DCMS to scrutinise player habits during Covid-19
The UK government’s Department for Digital, Culture, Media and Sport (DCMS) has written to leading online gambling operators demanding regular updates on players' behaviour patterns during the novel coronavirus (Covid-19) pandemic.
Bet365, GVC Holdings, William Hill, Flutter Entertainment and The Stars Group-owned Sky Betting & Gaming, as well as industry trade body the Betting and Gaming Council, have been asked to provide internal data around online gambling habits of players under lockdown.
Minister for sport, tourism and heritage Nigel Huddleston’s letter also reminds operators of their responsibilities and encourages the industry to take extra steps to protect players “at a time of heightened risk”.
Operators are also advised to make safer gambling messaging more prominent in their advertising across television, radio, online and print media. In particular, Huddleston writes, this messaging should clearly warn of risk and signpost support services such as GambleAware.
Huddleston’s letter comes almost a month after the Betting and Gaming Council announced a ten-point plan adopted by members to protect customers during the pandemic, which included measures similar to those recommended by the MP.
This saw operators commit to making safer gambling messaging more prominent in advertising, and signposting links to services such as GamCare and its National Gambling Helpline. Operators will also be monitoring customer behaviour in order to react quickly to increases in time and spending.
These measures have been criticised by the Gambling Related Harm All Party Parliamentary Group, however, which dismissed them as being insufficient to actually provide a sensible level of player protection, or as rehashing existing commitments.

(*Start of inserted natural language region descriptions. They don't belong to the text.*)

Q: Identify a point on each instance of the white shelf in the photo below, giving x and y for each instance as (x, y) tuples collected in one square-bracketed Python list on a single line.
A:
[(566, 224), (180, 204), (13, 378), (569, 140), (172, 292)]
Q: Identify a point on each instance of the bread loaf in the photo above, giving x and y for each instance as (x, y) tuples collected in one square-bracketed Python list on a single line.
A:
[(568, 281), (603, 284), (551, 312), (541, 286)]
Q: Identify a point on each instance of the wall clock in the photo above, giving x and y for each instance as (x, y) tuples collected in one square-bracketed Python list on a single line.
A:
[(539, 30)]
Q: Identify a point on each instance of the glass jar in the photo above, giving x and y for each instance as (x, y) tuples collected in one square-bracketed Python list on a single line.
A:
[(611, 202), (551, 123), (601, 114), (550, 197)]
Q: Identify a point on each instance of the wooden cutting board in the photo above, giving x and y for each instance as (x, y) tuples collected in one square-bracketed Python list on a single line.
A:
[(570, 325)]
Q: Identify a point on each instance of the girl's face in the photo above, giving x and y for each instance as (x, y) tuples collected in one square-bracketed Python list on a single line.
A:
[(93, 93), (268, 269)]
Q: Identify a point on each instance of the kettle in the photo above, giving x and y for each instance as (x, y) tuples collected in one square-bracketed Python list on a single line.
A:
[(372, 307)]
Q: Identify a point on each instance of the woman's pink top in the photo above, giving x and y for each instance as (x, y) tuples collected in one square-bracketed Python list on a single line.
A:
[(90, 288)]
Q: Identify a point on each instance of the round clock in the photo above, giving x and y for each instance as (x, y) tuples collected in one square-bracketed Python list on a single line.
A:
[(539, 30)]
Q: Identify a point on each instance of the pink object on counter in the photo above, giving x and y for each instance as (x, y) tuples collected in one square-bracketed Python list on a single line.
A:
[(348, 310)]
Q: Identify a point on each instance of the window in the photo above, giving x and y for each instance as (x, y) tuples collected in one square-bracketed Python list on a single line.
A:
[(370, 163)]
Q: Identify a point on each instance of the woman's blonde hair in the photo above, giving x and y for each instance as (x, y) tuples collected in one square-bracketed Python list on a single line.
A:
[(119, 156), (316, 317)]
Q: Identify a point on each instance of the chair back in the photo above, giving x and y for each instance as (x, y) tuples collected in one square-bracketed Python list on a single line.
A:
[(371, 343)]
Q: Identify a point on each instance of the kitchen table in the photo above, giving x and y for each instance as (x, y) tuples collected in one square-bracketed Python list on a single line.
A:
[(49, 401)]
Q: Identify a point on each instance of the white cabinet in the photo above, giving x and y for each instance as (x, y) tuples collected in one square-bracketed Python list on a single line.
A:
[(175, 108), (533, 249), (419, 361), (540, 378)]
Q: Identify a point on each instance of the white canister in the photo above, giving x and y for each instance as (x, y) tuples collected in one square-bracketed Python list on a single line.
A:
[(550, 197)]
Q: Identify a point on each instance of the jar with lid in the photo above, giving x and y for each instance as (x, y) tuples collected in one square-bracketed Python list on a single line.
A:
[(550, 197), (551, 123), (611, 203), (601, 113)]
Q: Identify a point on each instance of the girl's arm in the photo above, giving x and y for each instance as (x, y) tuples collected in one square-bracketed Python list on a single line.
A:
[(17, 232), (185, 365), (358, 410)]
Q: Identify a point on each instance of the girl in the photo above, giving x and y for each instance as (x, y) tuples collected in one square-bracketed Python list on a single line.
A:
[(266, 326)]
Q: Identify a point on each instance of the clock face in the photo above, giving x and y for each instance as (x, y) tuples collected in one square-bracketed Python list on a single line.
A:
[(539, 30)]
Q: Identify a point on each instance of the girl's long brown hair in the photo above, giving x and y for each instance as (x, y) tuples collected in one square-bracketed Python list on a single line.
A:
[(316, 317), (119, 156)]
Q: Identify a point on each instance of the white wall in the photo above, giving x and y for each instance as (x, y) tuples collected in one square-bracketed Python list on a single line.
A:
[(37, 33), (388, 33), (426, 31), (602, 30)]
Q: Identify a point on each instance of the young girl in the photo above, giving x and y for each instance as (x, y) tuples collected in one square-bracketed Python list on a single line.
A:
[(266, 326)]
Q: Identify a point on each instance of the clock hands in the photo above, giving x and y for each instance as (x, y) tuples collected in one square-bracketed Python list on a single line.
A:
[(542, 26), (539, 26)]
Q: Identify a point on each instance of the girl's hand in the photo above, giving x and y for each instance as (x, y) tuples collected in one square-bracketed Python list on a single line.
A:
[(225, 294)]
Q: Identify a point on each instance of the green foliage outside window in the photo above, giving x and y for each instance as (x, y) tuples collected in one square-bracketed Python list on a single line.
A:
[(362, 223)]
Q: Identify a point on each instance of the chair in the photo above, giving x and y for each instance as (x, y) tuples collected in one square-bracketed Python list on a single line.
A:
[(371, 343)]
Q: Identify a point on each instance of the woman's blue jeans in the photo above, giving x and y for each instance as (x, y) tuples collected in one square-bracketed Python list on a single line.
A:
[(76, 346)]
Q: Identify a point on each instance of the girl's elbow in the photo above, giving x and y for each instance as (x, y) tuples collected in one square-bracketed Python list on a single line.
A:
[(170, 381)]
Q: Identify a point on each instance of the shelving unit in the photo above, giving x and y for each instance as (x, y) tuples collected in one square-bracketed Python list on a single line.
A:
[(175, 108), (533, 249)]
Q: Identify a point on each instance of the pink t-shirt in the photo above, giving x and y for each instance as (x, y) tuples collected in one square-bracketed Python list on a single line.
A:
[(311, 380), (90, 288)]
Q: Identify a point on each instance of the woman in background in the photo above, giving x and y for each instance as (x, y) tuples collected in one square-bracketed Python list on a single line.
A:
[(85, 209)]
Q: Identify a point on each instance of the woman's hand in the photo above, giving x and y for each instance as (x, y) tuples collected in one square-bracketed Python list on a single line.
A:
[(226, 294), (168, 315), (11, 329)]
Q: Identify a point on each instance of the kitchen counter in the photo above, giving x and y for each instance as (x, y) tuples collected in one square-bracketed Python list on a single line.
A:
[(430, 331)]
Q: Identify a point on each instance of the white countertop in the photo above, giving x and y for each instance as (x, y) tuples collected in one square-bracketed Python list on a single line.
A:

The MP explained that DCMS had taken action after the Advertising Standards Authority reported an increase in gambling-related complaints since the pandemic hit the UK. The ad watchdog has not publicly announced this, but earlier this month said it was scrutinising gambling adverting for any failures to comply with a ban on mentioning Covid-19 or looking to exploit the situation for financial gain.

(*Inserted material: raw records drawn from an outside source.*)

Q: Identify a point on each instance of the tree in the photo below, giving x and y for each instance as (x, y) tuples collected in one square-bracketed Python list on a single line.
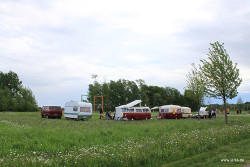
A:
[(197, 85), (11, 81), (240, 103), (222, 77), (190, 100), (14, 95)]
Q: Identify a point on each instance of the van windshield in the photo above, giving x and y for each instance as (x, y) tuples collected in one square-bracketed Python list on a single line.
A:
[(55, 108)]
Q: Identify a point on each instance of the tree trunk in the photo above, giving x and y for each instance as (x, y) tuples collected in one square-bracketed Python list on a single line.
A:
[(225, 107)]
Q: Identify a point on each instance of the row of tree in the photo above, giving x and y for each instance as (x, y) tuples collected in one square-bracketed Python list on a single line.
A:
[(13, 96), (116, 93), (215, 77)]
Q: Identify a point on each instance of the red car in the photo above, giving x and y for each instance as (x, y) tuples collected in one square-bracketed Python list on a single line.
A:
[(142, 114), (51, 112)]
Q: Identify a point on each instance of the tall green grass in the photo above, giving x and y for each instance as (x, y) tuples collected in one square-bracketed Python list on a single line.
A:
[(28, 140)]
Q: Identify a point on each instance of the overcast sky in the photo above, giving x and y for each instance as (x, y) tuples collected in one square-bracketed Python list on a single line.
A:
[(56, 45)]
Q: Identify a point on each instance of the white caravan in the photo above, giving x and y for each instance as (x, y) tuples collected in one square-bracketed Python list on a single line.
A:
[(78, 110), (186, 112)]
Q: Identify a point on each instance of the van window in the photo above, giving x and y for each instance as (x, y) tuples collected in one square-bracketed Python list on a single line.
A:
[(138, 110), (75, 108), (55, 108), (84, 109)]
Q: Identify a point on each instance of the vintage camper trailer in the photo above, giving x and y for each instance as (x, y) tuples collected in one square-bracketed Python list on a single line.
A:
[(202, 113), (132, 111), (186, 112), (78, 110), (170, 112)]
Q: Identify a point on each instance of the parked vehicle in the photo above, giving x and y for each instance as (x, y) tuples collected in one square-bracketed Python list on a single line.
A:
[(132, 111), (78, 110), (202, 113), (186, 112), (170, 112), (51, 112)]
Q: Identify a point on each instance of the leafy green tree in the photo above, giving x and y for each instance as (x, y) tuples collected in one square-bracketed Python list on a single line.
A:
[(14, 95), (11, 81), (197, 85), (221, 75), (240, 103), (190, 100)]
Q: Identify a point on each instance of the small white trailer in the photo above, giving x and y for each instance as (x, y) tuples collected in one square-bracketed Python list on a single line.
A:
[(186, 112), (78, 110)]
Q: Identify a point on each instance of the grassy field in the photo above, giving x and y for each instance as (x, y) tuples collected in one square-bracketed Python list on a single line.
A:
[(29, 140)]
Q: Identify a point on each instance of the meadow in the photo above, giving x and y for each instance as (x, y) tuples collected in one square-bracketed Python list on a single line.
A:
[(29, 140)]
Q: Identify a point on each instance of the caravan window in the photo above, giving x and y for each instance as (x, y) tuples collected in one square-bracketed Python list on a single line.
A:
[(130, 110), (138, 110), (75, 108), (165, 110), (84, 109)]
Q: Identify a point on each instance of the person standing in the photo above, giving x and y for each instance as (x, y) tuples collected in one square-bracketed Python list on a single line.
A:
[(101, 113)]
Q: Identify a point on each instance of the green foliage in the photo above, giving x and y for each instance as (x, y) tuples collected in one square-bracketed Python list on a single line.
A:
[(29, 140), (197, 86), (116, 93), (13, 96), (221, 76)]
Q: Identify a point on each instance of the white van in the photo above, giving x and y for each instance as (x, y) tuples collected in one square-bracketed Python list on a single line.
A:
[(78, 110)]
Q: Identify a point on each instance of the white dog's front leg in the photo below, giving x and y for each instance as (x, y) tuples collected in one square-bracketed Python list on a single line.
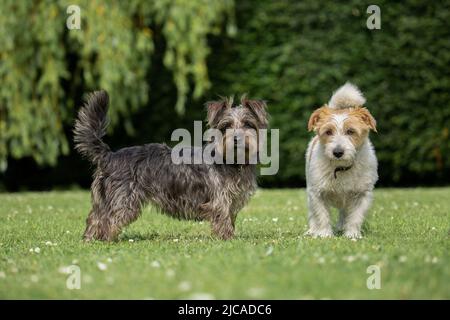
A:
[(356, 211), (318, 217)]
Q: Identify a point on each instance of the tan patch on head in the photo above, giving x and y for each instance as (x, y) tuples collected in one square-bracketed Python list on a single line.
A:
[(365, 117), (318, 118), (358, 124)]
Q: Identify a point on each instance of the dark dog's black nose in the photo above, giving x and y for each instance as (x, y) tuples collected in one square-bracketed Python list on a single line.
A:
[(338, 152)]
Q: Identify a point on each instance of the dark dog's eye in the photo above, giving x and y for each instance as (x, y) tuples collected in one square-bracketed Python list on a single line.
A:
[(249, 125), (224, 127)]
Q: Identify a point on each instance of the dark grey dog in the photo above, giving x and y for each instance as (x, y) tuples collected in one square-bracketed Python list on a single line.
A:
[(125, 180)]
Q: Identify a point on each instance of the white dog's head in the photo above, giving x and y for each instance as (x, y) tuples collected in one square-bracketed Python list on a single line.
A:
[(343, 125)]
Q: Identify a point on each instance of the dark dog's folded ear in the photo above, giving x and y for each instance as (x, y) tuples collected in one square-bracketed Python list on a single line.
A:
[(215, 110), (258, 108)]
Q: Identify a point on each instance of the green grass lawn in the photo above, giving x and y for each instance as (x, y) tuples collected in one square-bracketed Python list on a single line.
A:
[(406, 235)]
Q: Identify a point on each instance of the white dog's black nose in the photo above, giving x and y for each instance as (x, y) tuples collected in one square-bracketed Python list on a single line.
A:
[(338, 152)]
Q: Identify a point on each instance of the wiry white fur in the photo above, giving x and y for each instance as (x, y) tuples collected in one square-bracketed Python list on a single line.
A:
[(350, 191), (347, 96)]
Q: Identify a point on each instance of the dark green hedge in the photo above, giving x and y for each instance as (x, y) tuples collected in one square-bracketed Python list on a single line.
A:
[(295, 53)]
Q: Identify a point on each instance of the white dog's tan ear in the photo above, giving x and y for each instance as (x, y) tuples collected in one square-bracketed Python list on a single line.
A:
[(316, 117), (367, 118)]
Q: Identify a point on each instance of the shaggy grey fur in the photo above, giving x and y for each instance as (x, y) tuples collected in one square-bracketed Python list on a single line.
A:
[(125, 180)]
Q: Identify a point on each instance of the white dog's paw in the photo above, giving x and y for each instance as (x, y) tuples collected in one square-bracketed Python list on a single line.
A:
[(322, 233), (353, 234)]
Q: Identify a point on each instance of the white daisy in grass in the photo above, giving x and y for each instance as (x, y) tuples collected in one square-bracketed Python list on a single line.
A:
[(201, 296), (102, 266)]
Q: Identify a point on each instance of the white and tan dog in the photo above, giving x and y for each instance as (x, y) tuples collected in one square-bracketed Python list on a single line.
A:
[(341, 166)]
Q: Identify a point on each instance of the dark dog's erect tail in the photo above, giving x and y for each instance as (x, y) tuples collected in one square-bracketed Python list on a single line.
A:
[(90, 127)]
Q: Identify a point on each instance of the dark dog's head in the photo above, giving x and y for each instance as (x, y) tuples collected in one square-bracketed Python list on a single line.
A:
[(239, 126)]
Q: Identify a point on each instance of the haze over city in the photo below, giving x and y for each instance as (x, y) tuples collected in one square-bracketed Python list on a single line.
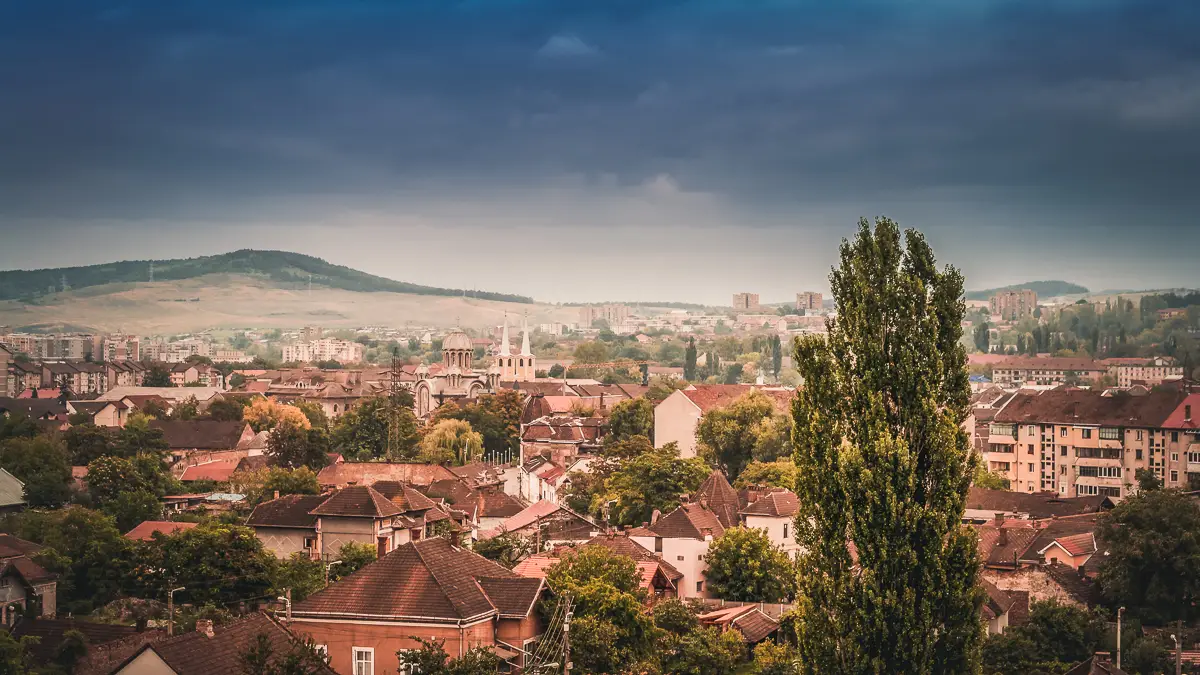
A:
[(493, 145)]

DCMS has requested further details from the ASA on the scale and trends of these complaints.
Huddleston said the information provided by the industry and the ASA would allow DCMS and the Gambling Commission to make a full assessment of the impact of the current situation on gambling habits. This would allow them to identify new risks, whether operators were taking action to address these, and whether current regulations and voluntary measures were sufficient to prevent an increase in gambling related harm.
“Although there is no firm evidence at this stage, there are concerns that the current social distancing measures could lead to an increase in problem gambling online with people in lockdown and internet usage up,” DCMS explained.
It added that the Gambling Commission had received reports of an increase in customer activity around online slots, poker, casino gaming and virtual sports, following the cancellation of live sport and closure of land-based gambling premises.
“As we stay at home and spend more time online, it is vital that no stone is left unturned in protecting people from gambling related harm,” Huddleston said.
“Whilst overall gambling participation has fallen in recent weeks and the industry has made notable contributions to support the national response, we must take proactive steps now, and keep these measures under review.
“I expect patterns of play to be closely monitored so we can move quickly if there is any evidence of problem gambling increasing. I also want more to be done to promote responsible gambling during the pandemic.”
Huddleston will also arrange a virtual round table with major problem gambling treatment and support organisations in the coming weeks. This, he said, would provide an opportunity to discuss the impact of the pandemic, to assess trends in service use, how effective remote treatment provision for problem gamblers is proving, and whether current self-exclusion measures are fit for purpose.
The Minister’s intervention comes in the wake of integration with the UK-wide self-exclusion system Gamstop becoming mandatory for all operators from 31 March. The Commission has already taken action against operators that failed to integrate by that date.
Last week, from 14 April, a ban on the use of credit cards to fund gambling also came into effect.
The government is also preparing a review of the 2005 Gambling Act, to ensure it is fit for the digital age, with further details of this process to be announced in due course.